(Controlling owner Middleton needs to open the pocketbook wide)
For much of this past summer the Philadelphia Phillies appeared to be a team and an organization on the rise. The club bolted to first place and sat atop the National League East Division standings for more than a month. The teams within their minor league organization were also enjoying success.
But in the end, the Phillies collapsed to finish in third place with a losing record for the sixth consecutive season. And though three of the organization’s minor league affiliates reached the postseason, none were able to capture a title.
It was a disheartening ending to what as recently as early August seemed to be shaping up as a summer full of promise. Still, you might be excused for feeling that the Phillies organization was making positive strides and was now primed to contend for years to come.
Slow your roll.
By the failed stretch run, the Phillies were regularly starting a lineup where half the players were over 30 years of age. And in their most recent organizational rankings, the respected analysts at Baseball America had dropped the Phillies from sixth to 18th place. Just as importantly, the Phillies division rivals were on the rise.
The Atlanta Braves ran away with the National League East Division crown. The Braves are led by 28-year-old Freddie Freeman and feature a pair of dynamic young talents in second baseman Ozzie Albies (21) and left fielder Ronald Acuna (20) in their everyday lineup. Atlanta also has a boatload of talented young pitchers both at the big-league and minor league levels.

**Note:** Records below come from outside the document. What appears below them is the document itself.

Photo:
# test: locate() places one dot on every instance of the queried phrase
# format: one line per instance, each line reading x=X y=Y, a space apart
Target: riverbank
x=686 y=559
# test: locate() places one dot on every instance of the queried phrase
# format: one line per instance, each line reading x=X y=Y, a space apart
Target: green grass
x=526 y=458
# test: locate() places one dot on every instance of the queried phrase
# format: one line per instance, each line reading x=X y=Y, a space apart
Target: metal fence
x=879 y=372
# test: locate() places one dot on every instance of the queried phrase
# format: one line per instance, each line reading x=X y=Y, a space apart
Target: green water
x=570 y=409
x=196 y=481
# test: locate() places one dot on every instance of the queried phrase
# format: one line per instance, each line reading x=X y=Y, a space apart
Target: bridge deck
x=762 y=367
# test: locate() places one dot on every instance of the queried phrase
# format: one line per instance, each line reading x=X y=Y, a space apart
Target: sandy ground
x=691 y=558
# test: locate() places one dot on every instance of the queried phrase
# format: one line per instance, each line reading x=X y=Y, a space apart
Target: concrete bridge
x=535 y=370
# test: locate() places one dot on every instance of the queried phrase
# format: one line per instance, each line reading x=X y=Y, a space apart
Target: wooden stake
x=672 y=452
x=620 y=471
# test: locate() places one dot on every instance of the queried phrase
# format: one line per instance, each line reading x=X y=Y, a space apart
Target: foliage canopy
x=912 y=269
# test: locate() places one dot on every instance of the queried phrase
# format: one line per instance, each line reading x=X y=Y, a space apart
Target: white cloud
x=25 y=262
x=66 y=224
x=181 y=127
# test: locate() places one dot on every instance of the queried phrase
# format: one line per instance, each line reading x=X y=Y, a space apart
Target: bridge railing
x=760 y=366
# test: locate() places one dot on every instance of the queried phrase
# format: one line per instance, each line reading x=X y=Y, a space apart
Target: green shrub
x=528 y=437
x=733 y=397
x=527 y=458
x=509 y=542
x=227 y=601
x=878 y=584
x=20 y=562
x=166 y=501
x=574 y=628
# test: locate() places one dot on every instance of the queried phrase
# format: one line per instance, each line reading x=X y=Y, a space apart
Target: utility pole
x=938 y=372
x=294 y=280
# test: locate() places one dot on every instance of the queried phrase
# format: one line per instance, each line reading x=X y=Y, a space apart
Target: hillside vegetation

The Washington Nationals bolted past the Phillies to finish in second place. They may lose superstar Bryce Harper to free agency, possibly even to the Phillies. However, the Nats are likely to remain serious contenders thanks to the emergence of shortstop Trea Turner (25) and outfielders Juan Soto (20) and Victor Robles (21) along with their returning solid pitching.
Baseball America put the Braves at #5 and the Nationals at #12 in their organizational rankings. And it isn’t just those two teams that the Phillies appear to need to focus upon with concern.
The New York Mets suffered through an extremely disappointing campaign, one marred seriously by injuries. By the end of the year, New York had pulled within just three games of the Phillies in the standings.
New York was rated at #19, just one place behind the Phillies, in the Baseball America organizational rankings. That was a jump up from 27th place on their previous list, revealing that the Mets organization appears to be on the rise.
There is no doubt that things are looking up for the Phillies as far as their own possibilities are concerned. There are a handful of talented young players and pitchers, and a few well-regarded minor league prospects. The club is positioned well financially to add impact free agents.
More the point for Phillies fans is that whether their team actually develops into a true contender for the next handful of seasons is not simply a matter of what their own team is doing. It is not simply a matter of whether Rhys Hoskins and Aaron Nola are joined by two or three more young players stepping forward to impact the on-field talent at Citizens Bank Park.
The real point is that their direct competitors in the National League East Division continue working hard to contend into the future themselves.
The main reason that the Phillies, led by owner John Middleton, need to spend big in free agency if they actually want to contend next season and into the immediate future is that, frankly, they are playing from behind.